The effect on the PR interval of saquinavir plus ritonavir coadministered with other drugs that prolong the PR interval has not been established. Concomitant use of saquinavir plus ritonavir with these drugs should be done with caution (especially with those metabolized by CYP450 3A) and clinical monitoring is recommended.
Spontaneous bleeding episodes have been reported in hemophiliac patients while receiving protease inhibitors. No causal relationship has been established, however, the FDA and the manufacturers of protease inhibitors recommend that hemophiliacs be monitored closely for bleeding during therapy.
Episodes of hyperglycemia, new onset diabetes mellitus, and exacerbation of preexisting diabetes mellitus have been reported in patients receiving protease inhibitors during postmarketing surveillance. In some cases, diabetic ketoacidosis has occurred. No causal relationship has been established. Careful monitoring of blood glucose levels should be done and either initiation or dose adjustments of insulin or oral hypoglycemic agents may be needed.
Triglyceride and cholesterol testing are recommended before starting and periodically during therapy with saquinavir plus ritonavir. Lipid disorders should be managed as clinically appropriate.
Immune reconstitution syndrome has occurred during combination treatment with saquinavir and other antiretrovirals. Patients responding to therapy may develop an inflammatory response to indolent or residual opportunistic infections and require evaluation and treatment.
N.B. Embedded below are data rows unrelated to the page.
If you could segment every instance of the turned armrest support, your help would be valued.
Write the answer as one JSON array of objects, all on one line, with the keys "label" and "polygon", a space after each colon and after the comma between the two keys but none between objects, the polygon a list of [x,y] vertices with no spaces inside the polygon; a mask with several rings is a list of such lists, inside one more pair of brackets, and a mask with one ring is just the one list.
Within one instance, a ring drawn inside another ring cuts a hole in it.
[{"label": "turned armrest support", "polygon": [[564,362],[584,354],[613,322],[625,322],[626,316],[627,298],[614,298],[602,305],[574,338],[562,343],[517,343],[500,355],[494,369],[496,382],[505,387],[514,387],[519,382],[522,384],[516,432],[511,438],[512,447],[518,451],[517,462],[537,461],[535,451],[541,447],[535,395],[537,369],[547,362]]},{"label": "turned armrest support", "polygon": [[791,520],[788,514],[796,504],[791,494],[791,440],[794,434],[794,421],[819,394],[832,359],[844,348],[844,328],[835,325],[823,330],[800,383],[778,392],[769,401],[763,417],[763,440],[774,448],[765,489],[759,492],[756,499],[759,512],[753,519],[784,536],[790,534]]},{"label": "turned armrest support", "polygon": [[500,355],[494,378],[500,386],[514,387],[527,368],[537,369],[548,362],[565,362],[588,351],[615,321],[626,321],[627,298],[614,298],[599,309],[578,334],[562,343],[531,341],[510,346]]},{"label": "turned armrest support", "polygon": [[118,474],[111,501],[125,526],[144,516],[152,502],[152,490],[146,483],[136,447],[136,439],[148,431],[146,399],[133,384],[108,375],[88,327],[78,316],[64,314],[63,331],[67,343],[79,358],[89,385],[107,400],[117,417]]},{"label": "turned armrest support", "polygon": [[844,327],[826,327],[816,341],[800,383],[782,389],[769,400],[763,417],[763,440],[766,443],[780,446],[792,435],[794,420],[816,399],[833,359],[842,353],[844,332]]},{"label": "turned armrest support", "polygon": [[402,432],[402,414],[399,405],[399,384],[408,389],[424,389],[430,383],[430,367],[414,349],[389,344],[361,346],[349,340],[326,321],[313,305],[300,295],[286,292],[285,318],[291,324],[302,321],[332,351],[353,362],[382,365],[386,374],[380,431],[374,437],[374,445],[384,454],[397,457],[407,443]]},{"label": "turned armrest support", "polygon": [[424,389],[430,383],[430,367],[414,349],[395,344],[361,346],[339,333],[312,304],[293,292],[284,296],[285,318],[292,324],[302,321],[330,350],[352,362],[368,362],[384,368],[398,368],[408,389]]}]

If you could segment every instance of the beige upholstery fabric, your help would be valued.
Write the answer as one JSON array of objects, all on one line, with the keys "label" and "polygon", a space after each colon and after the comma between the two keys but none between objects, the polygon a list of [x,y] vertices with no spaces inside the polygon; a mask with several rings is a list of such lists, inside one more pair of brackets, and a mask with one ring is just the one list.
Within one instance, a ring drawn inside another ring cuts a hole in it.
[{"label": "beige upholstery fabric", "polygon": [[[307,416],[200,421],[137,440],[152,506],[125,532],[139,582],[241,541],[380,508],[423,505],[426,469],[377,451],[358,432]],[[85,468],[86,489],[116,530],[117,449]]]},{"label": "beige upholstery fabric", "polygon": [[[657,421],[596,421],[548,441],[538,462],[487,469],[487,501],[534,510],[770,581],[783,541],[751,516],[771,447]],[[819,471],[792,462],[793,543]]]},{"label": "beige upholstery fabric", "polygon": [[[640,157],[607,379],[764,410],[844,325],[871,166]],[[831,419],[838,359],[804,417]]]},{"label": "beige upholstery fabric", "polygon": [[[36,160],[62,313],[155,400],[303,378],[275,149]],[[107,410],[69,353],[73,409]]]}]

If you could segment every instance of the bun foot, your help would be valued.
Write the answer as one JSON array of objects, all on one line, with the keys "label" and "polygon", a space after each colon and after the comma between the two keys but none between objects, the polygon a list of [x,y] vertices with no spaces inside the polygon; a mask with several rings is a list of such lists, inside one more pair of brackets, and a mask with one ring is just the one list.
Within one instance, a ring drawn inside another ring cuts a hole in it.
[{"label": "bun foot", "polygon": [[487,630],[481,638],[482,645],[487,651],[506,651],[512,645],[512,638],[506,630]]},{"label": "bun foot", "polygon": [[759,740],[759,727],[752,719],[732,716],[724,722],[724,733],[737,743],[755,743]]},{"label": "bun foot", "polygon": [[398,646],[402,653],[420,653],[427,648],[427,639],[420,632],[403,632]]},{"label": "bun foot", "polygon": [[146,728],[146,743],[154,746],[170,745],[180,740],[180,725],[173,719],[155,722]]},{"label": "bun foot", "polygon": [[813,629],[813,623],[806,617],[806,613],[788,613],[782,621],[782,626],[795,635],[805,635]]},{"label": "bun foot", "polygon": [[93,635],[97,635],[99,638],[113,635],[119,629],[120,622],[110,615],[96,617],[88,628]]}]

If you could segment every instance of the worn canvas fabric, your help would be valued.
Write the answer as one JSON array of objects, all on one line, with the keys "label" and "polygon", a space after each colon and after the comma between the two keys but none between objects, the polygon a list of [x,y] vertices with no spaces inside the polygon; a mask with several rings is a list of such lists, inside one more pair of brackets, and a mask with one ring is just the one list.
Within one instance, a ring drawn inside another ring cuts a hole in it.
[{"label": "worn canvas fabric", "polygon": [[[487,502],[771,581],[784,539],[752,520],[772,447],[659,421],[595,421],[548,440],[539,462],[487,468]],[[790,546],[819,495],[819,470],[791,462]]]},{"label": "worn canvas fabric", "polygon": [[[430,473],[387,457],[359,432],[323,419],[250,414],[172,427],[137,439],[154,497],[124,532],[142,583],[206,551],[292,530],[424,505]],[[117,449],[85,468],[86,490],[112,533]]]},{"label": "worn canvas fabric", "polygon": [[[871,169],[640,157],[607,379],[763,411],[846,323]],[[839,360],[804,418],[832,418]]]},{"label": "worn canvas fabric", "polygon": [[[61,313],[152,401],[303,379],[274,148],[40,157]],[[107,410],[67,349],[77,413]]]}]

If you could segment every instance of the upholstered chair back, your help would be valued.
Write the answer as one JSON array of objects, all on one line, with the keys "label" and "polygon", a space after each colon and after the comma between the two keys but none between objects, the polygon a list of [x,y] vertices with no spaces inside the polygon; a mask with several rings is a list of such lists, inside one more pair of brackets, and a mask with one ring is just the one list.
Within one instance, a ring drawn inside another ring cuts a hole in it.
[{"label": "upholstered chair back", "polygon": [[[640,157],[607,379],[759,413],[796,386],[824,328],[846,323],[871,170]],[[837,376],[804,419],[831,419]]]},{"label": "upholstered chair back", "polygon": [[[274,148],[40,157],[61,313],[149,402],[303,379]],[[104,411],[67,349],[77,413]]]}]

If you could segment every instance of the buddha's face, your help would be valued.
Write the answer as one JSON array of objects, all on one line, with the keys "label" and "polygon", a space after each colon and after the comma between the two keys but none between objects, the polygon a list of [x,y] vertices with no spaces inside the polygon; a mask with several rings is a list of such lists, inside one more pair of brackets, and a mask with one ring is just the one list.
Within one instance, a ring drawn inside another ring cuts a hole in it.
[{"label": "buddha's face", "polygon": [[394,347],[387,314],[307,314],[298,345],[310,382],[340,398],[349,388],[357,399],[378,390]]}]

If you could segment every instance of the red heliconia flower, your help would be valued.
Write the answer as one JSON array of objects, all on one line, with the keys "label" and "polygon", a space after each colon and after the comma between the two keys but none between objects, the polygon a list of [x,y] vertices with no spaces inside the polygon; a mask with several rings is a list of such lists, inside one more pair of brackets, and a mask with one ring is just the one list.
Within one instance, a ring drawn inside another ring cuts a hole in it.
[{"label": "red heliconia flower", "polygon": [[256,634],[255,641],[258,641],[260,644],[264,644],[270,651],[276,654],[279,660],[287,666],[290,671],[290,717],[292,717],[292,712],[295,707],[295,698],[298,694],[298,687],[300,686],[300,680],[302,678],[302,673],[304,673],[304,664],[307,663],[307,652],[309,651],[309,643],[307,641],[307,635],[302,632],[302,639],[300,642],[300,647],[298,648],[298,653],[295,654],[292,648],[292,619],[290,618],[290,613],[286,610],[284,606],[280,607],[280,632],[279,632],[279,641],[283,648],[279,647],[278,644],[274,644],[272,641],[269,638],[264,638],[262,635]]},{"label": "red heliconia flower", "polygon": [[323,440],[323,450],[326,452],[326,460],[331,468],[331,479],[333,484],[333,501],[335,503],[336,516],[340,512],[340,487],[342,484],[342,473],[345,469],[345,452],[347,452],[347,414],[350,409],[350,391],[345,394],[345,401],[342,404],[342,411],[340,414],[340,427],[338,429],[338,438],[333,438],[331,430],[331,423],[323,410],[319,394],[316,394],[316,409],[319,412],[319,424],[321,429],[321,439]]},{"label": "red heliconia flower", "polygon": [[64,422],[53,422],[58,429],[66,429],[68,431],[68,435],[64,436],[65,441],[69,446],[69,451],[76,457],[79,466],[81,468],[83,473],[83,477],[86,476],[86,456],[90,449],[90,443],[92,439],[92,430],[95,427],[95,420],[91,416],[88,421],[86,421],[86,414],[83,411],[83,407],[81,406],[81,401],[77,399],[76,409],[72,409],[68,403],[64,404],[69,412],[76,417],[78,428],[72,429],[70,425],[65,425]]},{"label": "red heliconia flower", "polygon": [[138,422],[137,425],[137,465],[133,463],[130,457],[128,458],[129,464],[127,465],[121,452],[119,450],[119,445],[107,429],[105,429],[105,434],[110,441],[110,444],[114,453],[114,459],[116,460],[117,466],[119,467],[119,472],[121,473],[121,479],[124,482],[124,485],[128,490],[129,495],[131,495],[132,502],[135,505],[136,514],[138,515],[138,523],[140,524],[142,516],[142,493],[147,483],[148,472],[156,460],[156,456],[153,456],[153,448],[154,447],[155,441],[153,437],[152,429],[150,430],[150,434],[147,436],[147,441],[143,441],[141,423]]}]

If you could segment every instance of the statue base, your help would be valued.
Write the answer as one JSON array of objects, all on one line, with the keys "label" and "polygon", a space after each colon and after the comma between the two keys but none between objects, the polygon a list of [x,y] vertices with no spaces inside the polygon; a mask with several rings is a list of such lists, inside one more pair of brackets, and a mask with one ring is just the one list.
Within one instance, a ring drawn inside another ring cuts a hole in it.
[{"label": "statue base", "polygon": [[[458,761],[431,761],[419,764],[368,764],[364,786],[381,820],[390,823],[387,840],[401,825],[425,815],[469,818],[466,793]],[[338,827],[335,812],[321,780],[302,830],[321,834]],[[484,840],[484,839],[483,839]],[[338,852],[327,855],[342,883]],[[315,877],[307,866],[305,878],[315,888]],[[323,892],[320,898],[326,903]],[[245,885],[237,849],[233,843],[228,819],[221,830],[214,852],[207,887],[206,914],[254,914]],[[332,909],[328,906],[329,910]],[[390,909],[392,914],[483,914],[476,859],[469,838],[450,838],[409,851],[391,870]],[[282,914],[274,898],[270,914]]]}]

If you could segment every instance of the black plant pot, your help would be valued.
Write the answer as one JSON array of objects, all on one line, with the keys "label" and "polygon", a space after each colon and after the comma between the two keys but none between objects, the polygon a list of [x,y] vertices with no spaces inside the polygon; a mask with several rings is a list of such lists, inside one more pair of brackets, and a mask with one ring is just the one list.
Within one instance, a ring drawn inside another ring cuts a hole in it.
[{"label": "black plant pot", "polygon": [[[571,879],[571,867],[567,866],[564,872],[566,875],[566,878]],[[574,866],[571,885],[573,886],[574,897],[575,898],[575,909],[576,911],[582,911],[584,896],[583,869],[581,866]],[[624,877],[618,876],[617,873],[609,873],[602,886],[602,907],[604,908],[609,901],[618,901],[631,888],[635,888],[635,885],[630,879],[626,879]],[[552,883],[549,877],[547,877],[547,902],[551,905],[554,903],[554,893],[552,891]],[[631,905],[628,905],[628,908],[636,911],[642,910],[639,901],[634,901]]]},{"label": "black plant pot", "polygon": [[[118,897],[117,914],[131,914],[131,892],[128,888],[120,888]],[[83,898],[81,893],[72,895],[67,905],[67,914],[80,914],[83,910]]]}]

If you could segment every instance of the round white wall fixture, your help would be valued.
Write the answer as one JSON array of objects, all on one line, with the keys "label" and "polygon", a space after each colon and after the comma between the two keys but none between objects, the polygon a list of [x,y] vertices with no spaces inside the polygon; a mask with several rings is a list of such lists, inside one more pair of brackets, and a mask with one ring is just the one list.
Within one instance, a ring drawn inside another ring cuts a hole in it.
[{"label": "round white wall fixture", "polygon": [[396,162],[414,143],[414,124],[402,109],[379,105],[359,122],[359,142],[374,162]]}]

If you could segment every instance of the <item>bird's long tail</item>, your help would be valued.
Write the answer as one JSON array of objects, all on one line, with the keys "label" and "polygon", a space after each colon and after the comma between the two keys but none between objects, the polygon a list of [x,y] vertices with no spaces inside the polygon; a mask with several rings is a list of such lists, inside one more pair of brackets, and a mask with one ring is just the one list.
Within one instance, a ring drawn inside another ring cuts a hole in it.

Saquinavir should always be used in combination with other antiretroviral agents. Saquinavir should generally not be added as a single agent when antiretroviral regimens are changed due to the development of drug resistance and loss of virological response.
The potential for HIV cross-resistance among protease inhibitors exists but has not been fully explored. It is unknown what effect saquinavir therapy will have on the activity of subsequently administered protease inhibitors. Selection of antiretroviral agents for a patient's medication regimen should be done carefully.
Saquinavir is not approved for use in children. Safety and efficacy have not been established in pediatric patients less than 16 years of age. Clinical trials in children have shown that doses of 50 mg/kg every 8 hours do not achieve adequate serum saquinavir concentrations. Clinical trials are ongoing to evaluate saquinavir combined with a second protease inhibitor (such as ritonavir, nelfinavir, or lopinavir-ritonavir). Saquinavir should not be used as the only protease inhibitor in children.
Dialysis
Data not available
Other Comments
Saquinavir and ritonavir should be taken at the same time and within 2 hours following a full meal.
Saquinavir mesylate tablets and hard gelatin capsules may be stored at room temperature.
Saquinavir is used in conjunction with nucleoside analogs. If possible, protease inhibitors should be used in combination with 2 nucleoside analogs since triple therapy appears to be the most potent antiretroviral combination available. However, one nucleoside plus a protease inhibitor may be effective if drug intolerance prevents the use of triple therapy.